Irmgard Ilse Ida Grese[1] (* 7. Oktober 1923[2] in Wrechen; † 13. Dezember 1945 in Hameln) war eine deutsche KZ-Aufseherin in den Konzentrationslagern Ravensbrück, Auschwitz-Birkenau sowie Bergen-Belsen.

Leben[Bearbeiten | Quelltext bearbeiten]

Irma Grese, deren Vater Landwirt in Wrechen in Mecklenburg-Strelitz war, hatte vier Geschwister. Ihre Mutter beging 1936 Suizid. Im Jahr 1939 heiratete der Vater erneut. Die Volksschule beendete Grese 1938. Sie schloss sich dem Bund Deutscher Mädel (BDM) an und absolvierte danach ein Landjahr beim Reichsarbeitsdienst.

Anschließend war sie nach einigen Gelegenheitsarbeiten zwei Jahre Schwesternhelferin im SS-Sanatorium Hohenlychen und bewarb sich in der Folgezeit nach eigenen Angaben mehrmals erfolglos um eine Ausbildung zur Krankenschwester. Nach der Beschäftigung in einem Molkereibetrieb in Fürstenberg wurde sie im Spätsommer 1942 Aufseherin im KZ Ravensbrück. Dort hatte sie nach einiger Zeit die Aufsicht über kleinere Arbeitskommandos. Grese, die zu dieser Zeit ihre Familie noch regelmäßig besuchte, überwarf sich mit ihrem Vater, da sie sich freiwillig für den Dienst im SS-Gefolge bewarb, und er verwies sie des Hauses. Im März 1943 wurde sie ins KZ Auschwitz-Birkenau II (Birkenau) versetzt, wo sie zunächst Telefondienst bei einem Blockführer verrichtete und danach ein Straßenbau- und ein Gartenkommando leitete.

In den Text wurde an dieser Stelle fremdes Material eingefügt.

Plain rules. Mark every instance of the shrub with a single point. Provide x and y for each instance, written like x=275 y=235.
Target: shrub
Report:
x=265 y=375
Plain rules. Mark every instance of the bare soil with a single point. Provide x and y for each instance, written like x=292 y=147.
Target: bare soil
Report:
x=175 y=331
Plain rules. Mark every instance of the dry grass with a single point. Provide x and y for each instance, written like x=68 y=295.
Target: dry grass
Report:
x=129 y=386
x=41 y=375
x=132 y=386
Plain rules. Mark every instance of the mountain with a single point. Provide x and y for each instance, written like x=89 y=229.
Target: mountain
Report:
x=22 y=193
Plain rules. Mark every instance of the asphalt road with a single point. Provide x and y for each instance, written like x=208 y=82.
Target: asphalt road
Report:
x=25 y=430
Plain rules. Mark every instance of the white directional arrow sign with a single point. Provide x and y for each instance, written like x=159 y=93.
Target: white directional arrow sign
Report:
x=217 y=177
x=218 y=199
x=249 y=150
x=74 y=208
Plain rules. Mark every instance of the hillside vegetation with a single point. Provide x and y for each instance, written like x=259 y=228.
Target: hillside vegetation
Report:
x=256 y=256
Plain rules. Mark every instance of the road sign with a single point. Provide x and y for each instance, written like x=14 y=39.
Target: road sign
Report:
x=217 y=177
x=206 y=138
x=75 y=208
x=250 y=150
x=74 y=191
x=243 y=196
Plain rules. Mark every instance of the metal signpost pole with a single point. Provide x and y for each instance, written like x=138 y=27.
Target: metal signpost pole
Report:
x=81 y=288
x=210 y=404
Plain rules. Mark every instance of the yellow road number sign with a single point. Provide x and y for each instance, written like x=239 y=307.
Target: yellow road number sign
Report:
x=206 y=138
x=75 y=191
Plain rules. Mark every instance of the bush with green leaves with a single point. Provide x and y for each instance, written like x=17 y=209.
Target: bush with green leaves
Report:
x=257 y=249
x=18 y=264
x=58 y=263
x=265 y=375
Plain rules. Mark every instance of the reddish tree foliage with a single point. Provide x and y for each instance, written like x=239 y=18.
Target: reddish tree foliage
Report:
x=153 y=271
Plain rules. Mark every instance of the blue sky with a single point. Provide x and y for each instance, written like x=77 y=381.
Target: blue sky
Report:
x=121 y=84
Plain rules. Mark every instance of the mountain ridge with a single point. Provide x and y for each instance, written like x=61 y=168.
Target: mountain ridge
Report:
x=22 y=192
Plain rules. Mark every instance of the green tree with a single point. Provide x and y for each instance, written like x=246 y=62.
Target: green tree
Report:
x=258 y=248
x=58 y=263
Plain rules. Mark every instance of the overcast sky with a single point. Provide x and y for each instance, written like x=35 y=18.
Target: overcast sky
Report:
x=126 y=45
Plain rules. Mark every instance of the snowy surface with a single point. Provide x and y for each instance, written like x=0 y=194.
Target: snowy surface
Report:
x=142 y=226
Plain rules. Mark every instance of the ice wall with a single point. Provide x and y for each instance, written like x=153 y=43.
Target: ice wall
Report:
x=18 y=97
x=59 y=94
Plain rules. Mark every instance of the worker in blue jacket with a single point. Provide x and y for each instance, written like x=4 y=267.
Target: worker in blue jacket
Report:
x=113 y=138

Ab Mai 1944 war sie im Frauenlager in Auschwitz-Birkenau eingesetzt. Als Hauptaufseherin hatte sie Gewalt über bis zu 30.000 weibliche Häftlinge.

Als Wärterin mit scheinbar grenzenloser Grausamkeit agierte sie mit Peitsche und Gummiknüppel hemmungslos gegen Frauen und Männer. Ihrem Begleithund soll sie wiederholt befohlen haben, Frauen anzufallen. Sie verlangte Operationen ohne Betäubung und mit nicht sterilisierten Messern durchzuführen und ergötzte sich an den Todesschreien ihrer Opfer. Ihre Brutalität brachte ihr die Namen „Hyäne von Auschwitz“ und „Schöne Bestie von Belsen“ oder „Blonde Bestie von Belsen“ ein.

Ende 1944 unterstanden ihr zwei Blöcke mit männlichen Häftlingen im Stammlager. Bei der Evakuierung des KZ Auschwitz leitete Grese am 18. Januar 1945 einen Häftlingstransport in das KZ Ravensbrück. Von dort leitete sie Anfang März 1945 einen der Todesmärsche von KZ-Häftlingen in das KZ Bergen-Belsen, wo sie als Arbeitsdienstführerin tätig war.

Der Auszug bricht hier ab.